Handhelds are now extremely popular-this has proven the Nintendo Switch-but also the growing market for PC mobile devices underlines every month every month. Sony and Microsoft were a bit behind in that regard - but probably not long.
Ais currently being created in cooperation with Asus near Microsoft and a Playstation 6 handheld in Japan at Sony. What the portable PS6 has on the box has only recently been limited, and it will probably not make it to the performance level of the PS5.

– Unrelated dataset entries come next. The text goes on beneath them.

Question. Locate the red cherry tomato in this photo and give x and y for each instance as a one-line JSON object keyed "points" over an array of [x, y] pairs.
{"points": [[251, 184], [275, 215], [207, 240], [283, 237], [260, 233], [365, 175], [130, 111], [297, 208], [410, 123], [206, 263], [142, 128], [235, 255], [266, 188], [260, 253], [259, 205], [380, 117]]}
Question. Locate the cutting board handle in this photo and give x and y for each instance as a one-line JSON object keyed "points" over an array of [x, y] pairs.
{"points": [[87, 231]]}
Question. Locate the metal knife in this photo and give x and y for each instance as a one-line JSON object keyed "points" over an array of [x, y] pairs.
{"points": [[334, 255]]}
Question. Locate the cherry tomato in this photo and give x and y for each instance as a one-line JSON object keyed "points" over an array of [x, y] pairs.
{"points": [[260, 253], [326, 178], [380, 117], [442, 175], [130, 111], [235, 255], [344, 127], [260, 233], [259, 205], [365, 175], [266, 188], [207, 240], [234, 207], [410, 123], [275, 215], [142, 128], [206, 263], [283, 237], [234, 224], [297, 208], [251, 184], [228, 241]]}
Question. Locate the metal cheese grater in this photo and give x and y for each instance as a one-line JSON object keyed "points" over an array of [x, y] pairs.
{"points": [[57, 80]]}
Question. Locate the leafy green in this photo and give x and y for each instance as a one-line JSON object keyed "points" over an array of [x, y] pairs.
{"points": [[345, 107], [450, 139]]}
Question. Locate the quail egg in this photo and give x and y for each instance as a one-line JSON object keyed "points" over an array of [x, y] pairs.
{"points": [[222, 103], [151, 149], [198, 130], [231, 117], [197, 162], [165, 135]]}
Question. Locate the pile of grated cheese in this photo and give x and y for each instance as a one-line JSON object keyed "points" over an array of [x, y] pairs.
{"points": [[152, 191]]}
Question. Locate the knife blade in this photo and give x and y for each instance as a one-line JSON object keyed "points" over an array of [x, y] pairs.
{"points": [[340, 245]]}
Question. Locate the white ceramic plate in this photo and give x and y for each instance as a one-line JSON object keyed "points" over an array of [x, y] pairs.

PS6 handheld becomes far less than the PS5
That's what it's about:According to many, overlapping reports of credible insiders in the make. Both the news portalas well as the console experts fromhave received information about the handheld of anonymous developers.
However, the insider Kepler_L2 broke his silence.The Leaker, known for its extremely reliable statements, wrote in the NeoGAF forum that Sony is working on two so-called SoCs for the PS6 in cooperation with AMD-a handheld and a stationary console.
A SoC is a system-on-a chip, i.e. a computer system that combines elementary components such as memory controllers, processors and the one-and-output management on a chip. And what the SoC can do has Kepler_l2 againspecified:
"It will be a 15 watt SoC that is manufactured in 3 nanometers."
So the chip is supposed to consume 15 watts and thus roughly on the level of onelie or just above one.
And a comparison to the PS5 can also be drawn:Because depending on the model, it is available between 200 and 230 watts, i.e. the converted tenfold of the maximum power budget that the mobile PS6 processor can pull. A similar graphic level will be almost impossible.
After all, however, a 3 nanometer process should be used instead of 6 nanometers as in newer PS5 models (apart from the Pro) and 7 nanometers in the original PS5. This increases the performance, with little electricity being used. However, it will not be enough for the PS5 power.
Why does the handheld get so little juice?
With a handheld, Sony has to be very surprisingly payable for energy consumption in order to keep the battery life high. After all, you should play for more than a few minutes.
15 watts are a typical value in this regard, so it can be squeezed out of current battery technology for about 2 hours of play.
As a rule, however, nothing is needed, after all, the screen is also much smaller and lower, so games should also look pretty good on it.
And that batteries are still developing greatly in the meantime is also rather questionable, after all, the handheld is supposed to appear to be PS6 launch in 2 to 3 years.
With more powerful battery cells, the SOC could certainly become even stronger, but that something changes in this regard (at a passable price) is very unlikely.
What would you value more? A high battery life or the maximum of performance?